Nina posted some questions about her 10-year-old daughter lying about eating and drinking in the bedroom and watching TV with the door closed. Nina wants to how she can tell if her daughter is deliberately lying or simply forgetful, as her daughter was a micro-preemie, and Nina is worried that her premature birth has affected her behavior and memory.

Nina is also wondering about the best way to encourage her daughter to tell the truth about her behavior. Her husband feels that their daughter plays both of her parents against each other, and he punishes her by saying that he is not going to take her anywhere for the summer; she won’t be allowed to go bike riding or have other interesting adventures. Nina wants to know if these are apt punishments for her daughter’s behavior.


Unfortunately for parents, there is no absolute, surefire way to determine if your child is deliberately lying or has simply forgotten the rules. Therefore, instead of spending your time trying to figure out if your daughter is lying, shift your focus to trying to help her remember the rules.


Tell your daughter, “I can see that it has been hard for you to remember our rules about not eating in the bedroom and watching TV with the door closed. Let’s see if we can figure out a way to help you remember.”

Try different ways to help her with her memory, such as having her write sticky notes with the rules and posting them near the TV, or making poster collages with pictures of food that is crossed out.

Any extra practice with memory tricks will be helpful for children who have experienced developmental difficulties.


Tell her that even though it may be hard for her to remember, she will still need to learn the consequences for breaking the rules.
Discuss what those consequences will be and follow through on them every time. She needs to see that the end result is the same, whether she lies or forgets, and you won’t have to waste time or energy trying to figure out if she is lying.

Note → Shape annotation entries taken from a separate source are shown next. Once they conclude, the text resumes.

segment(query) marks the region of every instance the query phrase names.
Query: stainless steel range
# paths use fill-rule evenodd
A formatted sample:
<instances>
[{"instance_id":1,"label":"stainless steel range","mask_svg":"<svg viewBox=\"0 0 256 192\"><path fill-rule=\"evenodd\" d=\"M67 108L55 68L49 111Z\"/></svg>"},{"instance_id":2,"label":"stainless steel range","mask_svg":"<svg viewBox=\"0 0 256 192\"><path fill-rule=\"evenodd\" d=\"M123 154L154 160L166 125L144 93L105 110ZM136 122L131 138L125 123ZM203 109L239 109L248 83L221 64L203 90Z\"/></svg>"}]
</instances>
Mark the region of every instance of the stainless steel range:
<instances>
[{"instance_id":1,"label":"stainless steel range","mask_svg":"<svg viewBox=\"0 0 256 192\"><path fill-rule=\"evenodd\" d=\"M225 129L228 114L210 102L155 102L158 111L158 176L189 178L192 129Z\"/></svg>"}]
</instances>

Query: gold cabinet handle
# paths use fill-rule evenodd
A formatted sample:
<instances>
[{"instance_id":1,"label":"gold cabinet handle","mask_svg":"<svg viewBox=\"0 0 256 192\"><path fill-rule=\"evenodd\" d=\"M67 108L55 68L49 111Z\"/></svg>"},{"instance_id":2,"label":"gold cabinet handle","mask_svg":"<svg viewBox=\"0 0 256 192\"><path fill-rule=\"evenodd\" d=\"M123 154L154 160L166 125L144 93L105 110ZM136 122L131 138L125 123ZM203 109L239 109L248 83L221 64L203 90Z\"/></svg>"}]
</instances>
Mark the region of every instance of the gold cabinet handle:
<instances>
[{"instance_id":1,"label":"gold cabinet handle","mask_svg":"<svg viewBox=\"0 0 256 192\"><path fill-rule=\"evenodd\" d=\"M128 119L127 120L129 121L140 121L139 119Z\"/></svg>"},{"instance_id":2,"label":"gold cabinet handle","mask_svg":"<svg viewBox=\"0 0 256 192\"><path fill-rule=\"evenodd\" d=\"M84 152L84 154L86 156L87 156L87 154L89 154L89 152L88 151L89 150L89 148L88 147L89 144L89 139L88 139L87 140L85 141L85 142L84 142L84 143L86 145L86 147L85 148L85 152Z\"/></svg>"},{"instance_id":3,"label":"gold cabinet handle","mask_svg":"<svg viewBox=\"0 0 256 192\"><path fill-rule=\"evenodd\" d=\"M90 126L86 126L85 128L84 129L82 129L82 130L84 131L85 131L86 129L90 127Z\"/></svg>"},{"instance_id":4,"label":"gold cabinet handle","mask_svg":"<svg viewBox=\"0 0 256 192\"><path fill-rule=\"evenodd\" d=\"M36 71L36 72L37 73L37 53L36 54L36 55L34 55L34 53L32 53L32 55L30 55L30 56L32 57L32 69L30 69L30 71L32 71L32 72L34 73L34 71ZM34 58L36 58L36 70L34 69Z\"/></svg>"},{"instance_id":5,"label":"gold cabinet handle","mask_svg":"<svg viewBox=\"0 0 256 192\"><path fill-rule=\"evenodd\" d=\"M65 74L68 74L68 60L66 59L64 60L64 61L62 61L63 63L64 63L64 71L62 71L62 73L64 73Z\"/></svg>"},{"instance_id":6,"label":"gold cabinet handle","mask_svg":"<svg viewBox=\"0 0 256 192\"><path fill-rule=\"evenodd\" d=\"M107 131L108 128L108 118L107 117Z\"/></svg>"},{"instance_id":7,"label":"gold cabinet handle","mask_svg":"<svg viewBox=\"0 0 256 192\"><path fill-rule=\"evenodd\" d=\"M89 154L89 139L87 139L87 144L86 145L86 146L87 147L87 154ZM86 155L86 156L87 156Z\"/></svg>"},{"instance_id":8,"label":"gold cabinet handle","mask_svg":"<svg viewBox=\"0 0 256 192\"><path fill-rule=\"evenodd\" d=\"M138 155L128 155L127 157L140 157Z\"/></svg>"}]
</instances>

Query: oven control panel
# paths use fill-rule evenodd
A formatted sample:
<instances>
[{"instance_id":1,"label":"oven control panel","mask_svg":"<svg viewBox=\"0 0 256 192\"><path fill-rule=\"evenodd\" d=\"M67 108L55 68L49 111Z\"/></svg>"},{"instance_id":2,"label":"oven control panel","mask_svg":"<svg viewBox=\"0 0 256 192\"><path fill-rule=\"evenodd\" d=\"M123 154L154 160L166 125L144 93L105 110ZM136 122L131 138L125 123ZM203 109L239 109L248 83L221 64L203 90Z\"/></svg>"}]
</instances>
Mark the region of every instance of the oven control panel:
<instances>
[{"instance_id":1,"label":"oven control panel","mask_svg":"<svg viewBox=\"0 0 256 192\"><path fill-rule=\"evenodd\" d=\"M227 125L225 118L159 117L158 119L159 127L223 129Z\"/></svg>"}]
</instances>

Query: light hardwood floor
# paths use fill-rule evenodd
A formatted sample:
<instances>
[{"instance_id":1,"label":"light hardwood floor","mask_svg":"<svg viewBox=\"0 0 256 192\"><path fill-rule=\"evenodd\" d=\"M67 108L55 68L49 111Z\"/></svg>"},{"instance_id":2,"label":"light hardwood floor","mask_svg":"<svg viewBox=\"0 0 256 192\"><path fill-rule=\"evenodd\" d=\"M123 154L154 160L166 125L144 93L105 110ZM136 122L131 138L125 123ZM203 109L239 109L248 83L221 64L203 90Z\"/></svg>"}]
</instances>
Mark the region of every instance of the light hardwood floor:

Be on the lookout for times when she does remember the rules. Give lots of positive attention, such as saying, “I noticed that you finished your snack in the kitchen before you went in to watch television. You must feel good about remembering to follow the rules. I’m really proud of you.”

Make a behavior chart to keep track of days where she was able to follow the rules.
Think of rewards that she can earn after a week or a month of good days.

In terms of the consequences, discipline works better if it is specific, immediate, is appropriate for the situation, and allows the child to make up for breaking the rules.
For example, a consequence of eating where she is not supposed to could be having to clean and vacuum the area.